Da quello che sappiamo, le coalizioni hanno fatto un accordo. Un governo Babiš si può presentare alla Camera, ma non otterrà la fiducia.
In campagna elettorale, Babiš aveva promesso di aumentare stipendi e pensioni dei dipendenti pubblici, non tralasciando di agitare lo spettro dell’immigrazione. Sappiamo che buona parte degli ancora molti consensi di ANO provengono dall’elettorato più anziano e delle regioni del Paese più disagiate, Boemia occidentale e orientale oltre che Moravia settentrionale. Continuare a soffiare sul vento delle paure e delle difficoltà paga?
Quello che credo sia costato di più a Babiš è il suo euroscetticismo, pur essendo un pragmatico, molto più di Orbàn o Kacynsky. Ristabilire l’economia ed aiutare le fasce più disagiate sono obiettivi che possono essere raggiunti anche con i fondi europei del Recovery Plan. Avere un atteggiamento euroscettico non premia in questo periodo storico.
La sconfitta dei socialdemocratici e dei comunisti è figlia di questo tentativo di Babiš di attrarre l’elettorato più disagiato?
Secondo me, i socialdemocratici non hanno saputo rinnovarsi e tantomeno i comunisti. Il loro consenso proveniva dalle fasce più anziane e nostalgiche, non si sono mai rinnovati dal punto di vista della piattaforma programmatica, ma hanno avuto un grande consenso nella fase storica in cui molti perdenti dell’apertura al libero mercato avevano patito. I comunisti cechi, del resto, esistono dal 1921, quindi ben prima dell’imposizione del modello sovietico. Diciamo che i partiti di sinistra sono sempre esistiti perché è un Paese molto industrializzato ed è chiaro che ora che siamo in una fase ‘post-partitica’, i partiti rispondono ad esigenze del momento e non di lungo periodo.
Molti hanno visto nel risultato a tinte fosche di Babiš un esempio del populismo europeo messo alle strette dato che, negli stessi giorni, si è vista l’uscita di scena del Cancelliere austriaco Kurz e la sfida della Polonia all’Unione Europea.
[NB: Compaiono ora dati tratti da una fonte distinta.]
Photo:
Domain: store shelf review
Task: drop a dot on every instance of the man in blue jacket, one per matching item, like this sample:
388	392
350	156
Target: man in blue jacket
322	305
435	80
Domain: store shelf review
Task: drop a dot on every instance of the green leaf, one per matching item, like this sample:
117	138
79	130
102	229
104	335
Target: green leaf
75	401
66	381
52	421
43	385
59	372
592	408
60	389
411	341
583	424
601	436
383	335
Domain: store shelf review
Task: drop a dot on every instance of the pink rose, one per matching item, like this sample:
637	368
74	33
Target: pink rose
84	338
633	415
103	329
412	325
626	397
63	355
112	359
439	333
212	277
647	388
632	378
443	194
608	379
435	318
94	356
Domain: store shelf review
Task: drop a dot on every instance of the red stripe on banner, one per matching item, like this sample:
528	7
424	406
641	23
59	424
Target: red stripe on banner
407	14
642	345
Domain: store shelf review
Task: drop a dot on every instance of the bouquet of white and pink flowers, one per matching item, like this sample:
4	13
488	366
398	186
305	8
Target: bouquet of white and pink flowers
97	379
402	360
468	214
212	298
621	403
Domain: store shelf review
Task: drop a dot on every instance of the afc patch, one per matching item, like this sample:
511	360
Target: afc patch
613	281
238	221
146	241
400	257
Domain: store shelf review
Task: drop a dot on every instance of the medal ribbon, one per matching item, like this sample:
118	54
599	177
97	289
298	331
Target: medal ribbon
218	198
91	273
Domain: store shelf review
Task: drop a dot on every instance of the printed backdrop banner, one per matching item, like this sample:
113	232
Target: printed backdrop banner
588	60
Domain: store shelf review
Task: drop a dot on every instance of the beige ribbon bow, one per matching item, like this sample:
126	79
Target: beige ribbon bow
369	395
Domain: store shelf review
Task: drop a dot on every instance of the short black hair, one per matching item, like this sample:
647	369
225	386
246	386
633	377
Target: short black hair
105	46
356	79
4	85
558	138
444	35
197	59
Lei è d’accordo?
No, quella di Babiš, è una sconfitta di stretta misura e direi anche quasi casuale perché, se vediamo ai risultati, ANO è comunque primo partito, anche se non ha potere di coalizione. La situazione polacca e ungherese sono completamente diverse ed anche all’interno di questo famoso ‘Gruppo di Visegrad’, Repubblica Ceca e Slovacchia l’ho sempre considerate differenti rispetto agli altri due Paesi. Quindi, Babiš non ha mai votato contro o opposto il veto al regolamento sulla condizionalità di bilancio, ovvero del rispetto dello Stato di diritto. È stato impugnato di fronte alla Corte di Giustizia europea da Polonia e Ungheria, non da Repubblica Ceca e Slovacchia. Inoltre, attualmente la Repubblica Ceca ha un forte contenzioso con la Polonia per via di una miniera al confine che è molto inquinante. I cechi sostengono che questa miniera inquini le loro acque ed hanno vinto una sentenza molto importante davanti alla Corte di Giustizia e i polacchi si rifiutano di chiudere la miniera. Non è che poi i rapporti siano così buoni.
Quindi, il Gruppo di Visegrad è più diviso di qualche anno fa?
Secondo me, il Gruppo di Visegrad è stato coeso solo quando c’è stata la questione migratoria del 2015. Prima di questa data, nessuno conosceva il Gruppo di Visegrad, pur esistendo dal 1991. Quindi, questa internazionale sovranista tra questi quattro Paesi non l’ho mai vista e dal punto di vista del rispetto dello Stato di diritto, la Repubblica Ceca non ha nessuna violazione mentre gli slovacchi hanno fatto molte dichiarazioni pro-europee negli ultimi tre anni. L’unica cosa che li teneva uniti era l’opposizione alla redistribuzione dei migranti.